With their new clout, progressives in the City Council will undoubtedly take on many of the legislative priorities they’ve been touting for months, including council rule reforms and passing a new living wage law that would benefit unions and pro-immigrant policies like noncitizen voting, which the mayor opposes.
Meanwhile, the politically moderate county organizations, which all endorsed mayoral candidates who ran to the ideological right of Mr. de Blasio, will have even less say in policy discussions and have more trouble keeping their members unified, observers predicted. The true death knell of the county organizations could come if WFP, with Mr. de Blasio’s blessing, moves to take over political clubs, county committees and district leader slots, transforming the Democratic Party from within, as sources say they are keen to try.
There’s also Mr. de Blasio, who made clear that he is now the Democrat in charge of the city and not afraid to start spending his political capital.
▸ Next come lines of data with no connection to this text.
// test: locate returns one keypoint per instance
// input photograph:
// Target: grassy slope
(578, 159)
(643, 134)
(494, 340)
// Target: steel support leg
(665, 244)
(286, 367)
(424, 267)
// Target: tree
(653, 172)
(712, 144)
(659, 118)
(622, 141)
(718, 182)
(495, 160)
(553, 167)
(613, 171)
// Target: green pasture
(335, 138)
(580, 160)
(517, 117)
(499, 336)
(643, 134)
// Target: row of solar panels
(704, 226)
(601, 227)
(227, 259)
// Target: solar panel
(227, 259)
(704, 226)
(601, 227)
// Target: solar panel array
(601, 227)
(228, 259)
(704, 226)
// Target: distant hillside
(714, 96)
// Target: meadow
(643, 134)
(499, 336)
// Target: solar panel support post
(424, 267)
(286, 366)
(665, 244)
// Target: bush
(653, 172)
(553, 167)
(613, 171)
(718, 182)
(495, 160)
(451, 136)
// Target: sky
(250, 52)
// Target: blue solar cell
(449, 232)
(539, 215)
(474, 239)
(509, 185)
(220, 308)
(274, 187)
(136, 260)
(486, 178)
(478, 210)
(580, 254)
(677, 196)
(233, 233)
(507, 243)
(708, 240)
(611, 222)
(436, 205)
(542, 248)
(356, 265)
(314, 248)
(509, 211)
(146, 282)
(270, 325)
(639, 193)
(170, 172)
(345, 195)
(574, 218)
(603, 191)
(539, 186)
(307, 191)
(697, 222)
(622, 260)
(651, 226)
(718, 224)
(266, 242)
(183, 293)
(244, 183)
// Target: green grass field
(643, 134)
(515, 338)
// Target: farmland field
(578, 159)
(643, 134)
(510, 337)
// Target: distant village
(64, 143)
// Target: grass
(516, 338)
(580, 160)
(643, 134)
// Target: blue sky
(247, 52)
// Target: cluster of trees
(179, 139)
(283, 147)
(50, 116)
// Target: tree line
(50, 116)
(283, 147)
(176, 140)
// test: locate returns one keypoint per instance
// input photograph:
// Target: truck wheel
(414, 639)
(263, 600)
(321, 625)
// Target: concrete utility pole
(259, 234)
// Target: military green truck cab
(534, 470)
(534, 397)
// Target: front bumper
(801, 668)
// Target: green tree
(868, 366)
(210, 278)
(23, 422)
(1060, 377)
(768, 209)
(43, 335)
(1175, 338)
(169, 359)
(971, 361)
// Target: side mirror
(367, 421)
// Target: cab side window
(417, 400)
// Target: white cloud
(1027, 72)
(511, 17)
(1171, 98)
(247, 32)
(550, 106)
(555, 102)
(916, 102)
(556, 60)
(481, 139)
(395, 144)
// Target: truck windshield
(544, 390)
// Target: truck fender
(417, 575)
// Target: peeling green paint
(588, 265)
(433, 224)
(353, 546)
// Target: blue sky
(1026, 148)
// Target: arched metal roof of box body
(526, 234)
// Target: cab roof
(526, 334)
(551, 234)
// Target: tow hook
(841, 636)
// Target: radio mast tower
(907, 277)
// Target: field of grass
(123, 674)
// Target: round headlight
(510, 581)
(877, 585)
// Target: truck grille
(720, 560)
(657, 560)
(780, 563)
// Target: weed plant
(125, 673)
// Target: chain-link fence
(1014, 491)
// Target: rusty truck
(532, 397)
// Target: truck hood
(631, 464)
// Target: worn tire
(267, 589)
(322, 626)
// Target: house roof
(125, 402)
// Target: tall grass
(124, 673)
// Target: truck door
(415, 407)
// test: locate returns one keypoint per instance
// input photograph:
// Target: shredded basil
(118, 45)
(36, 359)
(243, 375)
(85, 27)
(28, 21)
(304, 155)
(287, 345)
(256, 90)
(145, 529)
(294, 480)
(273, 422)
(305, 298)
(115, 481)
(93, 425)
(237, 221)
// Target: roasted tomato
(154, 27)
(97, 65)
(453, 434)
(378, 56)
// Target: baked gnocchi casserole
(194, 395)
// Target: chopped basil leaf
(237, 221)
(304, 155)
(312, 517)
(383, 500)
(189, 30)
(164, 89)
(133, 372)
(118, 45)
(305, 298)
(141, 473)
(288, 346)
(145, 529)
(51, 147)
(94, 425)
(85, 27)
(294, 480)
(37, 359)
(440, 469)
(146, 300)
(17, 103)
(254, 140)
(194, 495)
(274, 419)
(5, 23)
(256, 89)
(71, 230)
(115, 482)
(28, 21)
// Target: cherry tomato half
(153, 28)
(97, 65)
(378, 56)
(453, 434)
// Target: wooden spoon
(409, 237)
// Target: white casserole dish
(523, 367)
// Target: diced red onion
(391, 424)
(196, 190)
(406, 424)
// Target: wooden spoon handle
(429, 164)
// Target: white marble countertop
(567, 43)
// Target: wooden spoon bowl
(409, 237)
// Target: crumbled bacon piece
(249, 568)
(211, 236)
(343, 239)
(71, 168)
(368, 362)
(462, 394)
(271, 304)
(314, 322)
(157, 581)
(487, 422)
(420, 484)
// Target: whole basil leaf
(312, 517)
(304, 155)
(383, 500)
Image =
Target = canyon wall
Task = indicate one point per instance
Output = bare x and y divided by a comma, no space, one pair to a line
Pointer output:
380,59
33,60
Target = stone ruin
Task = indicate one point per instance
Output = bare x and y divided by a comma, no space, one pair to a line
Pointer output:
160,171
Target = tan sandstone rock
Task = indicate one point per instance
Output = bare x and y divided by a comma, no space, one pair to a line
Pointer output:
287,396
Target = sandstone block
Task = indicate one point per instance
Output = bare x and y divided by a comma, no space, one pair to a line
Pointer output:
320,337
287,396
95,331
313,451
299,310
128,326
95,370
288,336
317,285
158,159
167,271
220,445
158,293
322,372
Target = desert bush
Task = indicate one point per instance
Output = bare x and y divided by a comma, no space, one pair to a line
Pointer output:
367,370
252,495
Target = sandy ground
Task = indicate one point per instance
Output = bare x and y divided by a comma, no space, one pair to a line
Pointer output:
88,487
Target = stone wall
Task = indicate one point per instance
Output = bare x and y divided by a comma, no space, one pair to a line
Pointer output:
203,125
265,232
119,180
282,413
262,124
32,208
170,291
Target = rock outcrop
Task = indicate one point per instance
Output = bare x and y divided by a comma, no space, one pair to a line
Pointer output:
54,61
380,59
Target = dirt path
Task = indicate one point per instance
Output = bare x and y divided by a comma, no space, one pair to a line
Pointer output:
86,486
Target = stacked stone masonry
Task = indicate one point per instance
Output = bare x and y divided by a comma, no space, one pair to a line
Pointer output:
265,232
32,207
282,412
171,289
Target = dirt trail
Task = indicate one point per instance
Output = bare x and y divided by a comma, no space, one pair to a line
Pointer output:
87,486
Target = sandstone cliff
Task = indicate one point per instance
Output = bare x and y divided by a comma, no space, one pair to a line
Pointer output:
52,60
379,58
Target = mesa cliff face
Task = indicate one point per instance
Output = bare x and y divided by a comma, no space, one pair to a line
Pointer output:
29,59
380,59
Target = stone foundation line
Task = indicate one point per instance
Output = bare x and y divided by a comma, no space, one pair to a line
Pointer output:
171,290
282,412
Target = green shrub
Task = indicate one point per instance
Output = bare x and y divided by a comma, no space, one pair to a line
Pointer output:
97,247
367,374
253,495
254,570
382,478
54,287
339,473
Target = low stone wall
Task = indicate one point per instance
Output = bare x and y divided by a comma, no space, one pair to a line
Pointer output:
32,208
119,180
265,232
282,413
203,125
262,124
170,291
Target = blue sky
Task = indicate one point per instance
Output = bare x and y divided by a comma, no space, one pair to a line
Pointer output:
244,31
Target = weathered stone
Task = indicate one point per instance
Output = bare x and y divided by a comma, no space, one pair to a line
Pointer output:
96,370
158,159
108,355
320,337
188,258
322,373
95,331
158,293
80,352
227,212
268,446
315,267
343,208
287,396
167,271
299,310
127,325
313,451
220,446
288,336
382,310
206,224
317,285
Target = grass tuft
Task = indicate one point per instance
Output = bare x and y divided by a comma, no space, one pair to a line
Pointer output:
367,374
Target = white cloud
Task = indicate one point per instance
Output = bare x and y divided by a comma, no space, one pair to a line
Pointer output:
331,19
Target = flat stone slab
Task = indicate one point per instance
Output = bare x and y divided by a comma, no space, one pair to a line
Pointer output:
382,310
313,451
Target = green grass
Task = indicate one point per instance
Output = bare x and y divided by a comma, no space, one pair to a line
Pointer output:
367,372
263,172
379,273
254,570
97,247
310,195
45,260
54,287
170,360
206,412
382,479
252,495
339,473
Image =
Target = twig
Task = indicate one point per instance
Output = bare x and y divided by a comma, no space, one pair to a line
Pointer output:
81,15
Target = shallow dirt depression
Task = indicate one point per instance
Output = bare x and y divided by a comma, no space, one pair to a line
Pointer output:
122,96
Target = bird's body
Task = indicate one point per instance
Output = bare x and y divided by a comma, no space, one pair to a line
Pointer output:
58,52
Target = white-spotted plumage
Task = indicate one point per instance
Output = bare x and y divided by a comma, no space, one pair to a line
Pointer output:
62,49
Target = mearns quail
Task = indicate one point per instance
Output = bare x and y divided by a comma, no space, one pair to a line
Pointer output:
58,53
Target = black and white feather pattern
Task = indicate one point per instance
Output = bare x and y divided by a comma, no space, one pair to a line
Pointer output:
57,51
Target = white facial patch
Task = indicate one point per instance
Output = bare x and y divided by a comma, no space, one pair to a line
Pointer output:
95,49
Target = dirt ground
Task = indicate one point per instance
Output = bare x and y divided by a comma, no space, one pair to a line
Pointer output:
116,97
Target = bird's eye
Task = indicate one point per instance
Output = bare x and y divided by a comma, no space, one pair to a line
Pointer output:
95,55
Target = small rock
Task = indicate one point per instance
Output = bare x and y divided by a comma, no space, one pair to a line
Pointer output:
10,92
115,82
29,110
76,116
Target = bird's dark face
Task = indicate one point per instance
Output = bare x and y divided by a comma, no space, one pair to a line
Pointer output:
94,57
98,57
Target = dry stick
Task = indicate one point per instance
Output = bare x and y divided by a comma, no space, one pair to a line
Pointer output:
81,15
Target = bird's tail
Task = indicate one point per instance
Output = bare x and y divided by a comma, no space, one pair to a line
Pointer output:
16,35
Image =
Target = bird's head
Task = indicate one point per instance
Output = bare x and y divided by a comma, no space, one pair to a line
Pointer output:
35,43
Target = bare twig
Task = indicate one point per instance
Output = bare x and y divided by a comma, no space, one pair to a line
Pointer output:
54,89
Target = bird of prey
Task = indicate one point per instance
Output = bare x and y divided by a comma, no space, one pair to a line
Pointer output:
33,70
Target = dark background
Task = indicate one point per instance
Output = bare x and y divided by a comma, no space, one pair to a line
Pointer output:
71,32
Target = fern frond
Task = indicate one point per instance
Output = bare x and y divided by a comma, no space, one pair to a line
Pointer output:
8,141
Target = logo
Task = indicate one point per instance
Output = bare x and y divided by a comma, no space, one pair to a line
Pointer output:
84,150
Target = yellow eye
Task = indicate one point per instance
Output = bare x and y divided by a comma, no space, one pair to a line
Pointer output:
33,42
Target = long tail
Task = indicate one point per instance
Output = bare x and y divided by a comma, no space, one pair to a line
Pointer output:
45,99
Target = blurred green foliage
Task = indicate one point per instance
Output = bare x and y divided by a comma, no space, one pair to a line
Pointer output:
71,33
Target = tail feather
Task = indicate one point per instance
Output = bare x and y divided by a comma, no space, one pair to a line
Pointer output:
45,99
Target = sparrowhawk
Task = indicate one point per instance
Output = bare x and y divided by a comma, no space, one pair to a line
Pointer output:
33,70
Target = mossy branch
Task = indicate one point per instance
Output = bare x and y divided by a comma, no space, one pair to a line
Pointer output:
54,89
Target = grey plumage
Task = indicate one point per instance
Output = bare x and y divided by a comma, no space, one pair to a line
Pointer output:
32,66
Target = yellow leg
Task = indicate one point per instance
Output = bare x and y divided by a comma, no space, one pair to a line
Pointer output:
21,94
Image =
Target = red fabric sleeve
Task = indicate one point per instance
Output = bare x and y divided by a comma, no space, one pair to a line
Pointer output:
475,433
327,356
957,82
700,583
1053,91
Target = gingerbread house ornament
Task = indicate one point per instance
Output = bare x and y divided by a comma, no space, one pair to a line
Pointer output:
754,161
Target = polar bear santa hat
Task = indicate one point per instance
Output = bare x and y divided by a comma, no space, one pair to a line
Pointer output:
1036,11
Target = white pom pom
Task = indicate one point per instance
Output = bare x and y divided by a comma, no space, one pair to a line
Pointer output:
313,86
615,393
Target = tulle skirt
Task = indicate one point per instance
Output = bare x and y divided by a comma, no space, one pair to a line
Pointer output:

“Bill de Blasio wants Melissa Mark-Viverito to get as many votes as possible so that he can claim not only a win but a huge mandate and have even more leverage and power to push his agenda and diminish the power of critics and skeptics,” said one labor insider. “He wants a united city government and a council that will bend to his will.”
The county organizations are not completely neutered, however. They still control judicial nominations and scored a number of victories in the primaries and general elections last year. In state legislative special elections, they hold the power to nominate the party’s standard-bearer—almost always decisive in overwhelmingly Democratic districts in the five boroughs.
At the vote yesterday, party loyalists were conciliatory and the Queens Democratic boss, Congressman Joe Crowley, stood and applauded Ms. Mark-Viverito from the balcony. One of Mr. Crowley’s closest allies, Councilwoman Karen Koslowitz, hoped for a council without strife.
“Hopefully, we can work together,” she told Politicker after casting her vote for Ms. Mark-Viverito.